En me rendant à l’ONU, le lendemain, pour couvrir la 111e session de la Conférence du travail qui se tient actuellement à Genève, jusqu’au 16 juin, je croise le regard de la délégation guinéenne. L’un d’eux, un ami, avec hésitation m’interpelle: «Mais. Qu’est ce qui se passe? On n’attendait pas ça du Sénégal!». Je réponds qu’il faut prier. Le lendemain, je déjeune au restaurant sénégalais Le Palmerin, aux Pâquis, alors que je finissais mon Ceeb Jën (riz au poisson, le plat national entré au patrimoine mondial de l’UNESCO), quand une partie de la délégation du Mali arrive.
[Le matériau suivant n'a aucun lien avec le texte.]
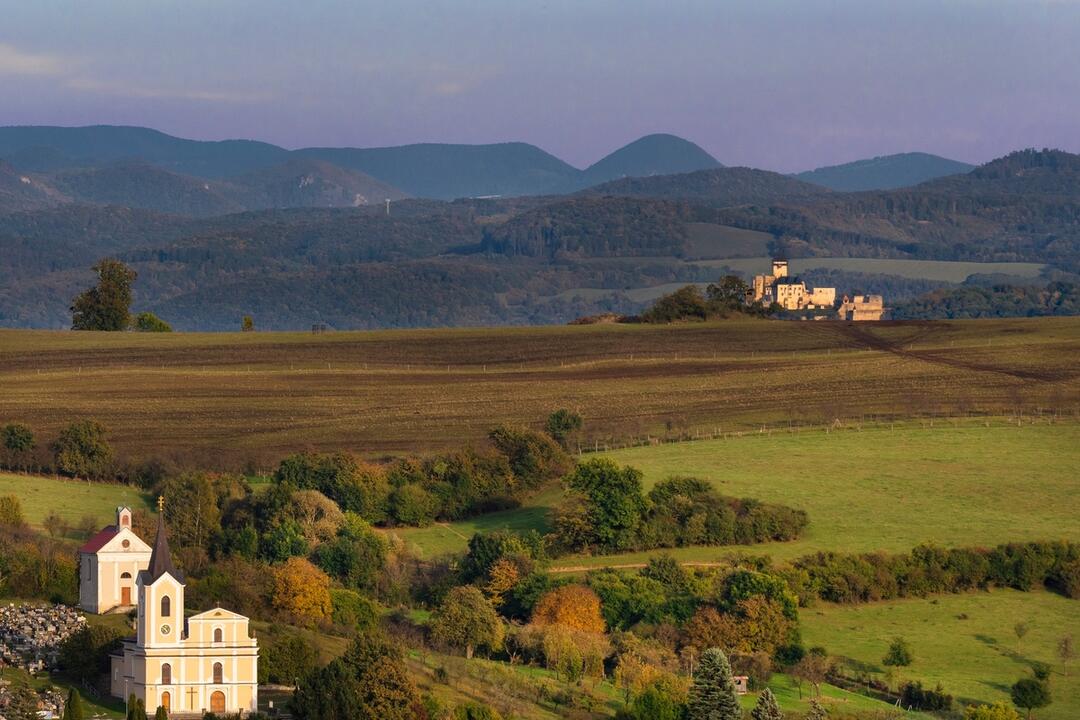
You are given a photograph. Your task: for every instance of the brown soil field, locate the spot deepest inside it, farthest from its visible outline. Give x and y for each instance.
(224, 399)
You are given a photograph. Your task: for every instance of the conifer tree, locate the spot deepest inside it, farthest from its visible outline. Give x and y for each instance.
(72, 708)
(713, 693)
(767, 707)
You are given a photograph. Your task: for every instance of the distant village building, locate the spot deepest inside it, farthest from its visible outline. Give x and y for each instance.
(189, 666)
(862, 308)
(108, 565)
(790, 293)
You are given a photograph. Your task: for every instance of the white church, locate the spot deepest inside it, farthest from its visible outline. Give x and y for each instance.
(189, 665)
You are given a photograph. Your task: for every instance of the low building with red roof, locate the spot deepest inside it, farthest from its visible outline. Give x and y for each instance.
(109, 564)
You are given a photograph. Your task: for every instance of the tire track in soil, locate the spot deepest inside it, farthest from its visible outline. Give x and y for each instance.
(866, 338)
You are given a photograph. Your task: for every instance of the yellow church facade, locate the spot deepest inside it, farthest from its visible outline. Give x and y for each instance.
(207, 662)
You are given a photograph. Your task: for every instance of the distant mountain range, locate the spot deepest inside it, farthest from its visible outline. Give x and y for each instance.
(476, 234)
(110, 164)
(885, 173)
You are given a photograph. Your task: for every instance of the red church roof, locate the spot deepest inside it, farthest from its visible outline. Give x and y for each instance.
(99, 540)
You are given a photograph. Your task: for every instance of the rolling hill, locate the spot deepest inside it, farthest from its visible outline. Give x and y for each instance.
(53, 148)
(720, 187)
(652, 154)
(307, 182)
(885, 173)
(446, 172)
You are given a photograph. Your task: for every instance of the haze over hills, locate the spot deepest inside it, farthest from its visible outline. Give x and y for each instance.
(652, 154)
(885, 173)
(302, 236)
(721, 187)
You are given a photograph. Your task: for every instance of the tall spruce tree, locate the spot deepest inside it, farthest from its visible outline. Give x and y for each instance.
(767, 707)
(713, 693)
(72, 708)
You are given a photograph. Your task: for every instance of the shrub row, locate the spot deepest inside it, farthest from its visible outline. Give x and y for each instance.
(926, 570)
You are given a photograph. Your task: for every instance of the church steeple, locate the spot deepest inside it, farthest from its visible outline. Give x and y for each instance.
(161, 558)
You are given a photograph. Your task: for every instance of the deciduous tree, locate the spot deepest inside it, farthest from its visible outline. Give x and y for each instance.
(82, 450)
(616, 503)
(106, 306)
(767, 708)
(301, 591)
(1030, 694)
(18, 442)
(564, 425)
(467, 620)
(576, 607)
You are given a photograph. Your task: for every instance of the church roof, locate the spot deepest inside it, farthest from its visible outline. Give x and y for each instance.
(161, 558)
(99, 540)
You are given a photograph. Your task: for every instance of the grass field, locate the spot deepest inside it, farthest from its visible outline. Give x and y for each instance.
(232, 397)
(963, 641)
(72, 500)
(881, 487)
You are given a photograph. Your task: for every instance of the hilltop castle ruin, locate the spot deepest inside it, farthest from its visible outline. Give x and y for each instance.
(791, 293)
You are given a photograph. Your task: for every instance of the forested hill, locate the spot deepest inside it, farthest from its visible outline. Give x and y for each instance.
(501, 260)
(427, 170)
(652, 154)
(721, 187)
(885, 173)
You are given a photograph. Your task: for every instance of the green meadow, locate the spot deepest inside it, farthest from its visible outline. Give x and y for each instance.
(963, 641)
(72, 500)
(877, 487)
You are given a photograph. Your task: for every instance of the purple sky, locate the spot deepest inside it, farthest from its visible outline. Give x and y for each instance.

Tout de suite et je ne sais comment, un monsieur pose la même question que notre frère de Guinée et, sans attendre une réponse, lance, magistral: «Si le Sénégal tombe, c’est toute l’Afrique notamment francophone qui tombe!». Je tressaillis, je sais de quoi il parle. De ce Sénégal, terre de paix, 7e contributeur mondial des forces de l’ONU pour le maintien de la paix, pays médiateur dans de nombreux conflits, Gambie, Côte d’Ivoire, Mauritanie, Mali, jusqu’en Israël et Palestine etc.
Déception
De mémoire de journaliste sénégalais, le seul depuis plus de 20 ans accrédité au Palais des Nations Unies, à Genève, travaillant, en toute liberté, en toute dignité, j’ai le «Sénégal au cœur»; mais aujourd’hui notre pays fait l’objet de communiqués de presse de toute part appelant au «calme», à la «retenue», à des enquêtes sur la «mort» de manifestants, au «dialogue» etc.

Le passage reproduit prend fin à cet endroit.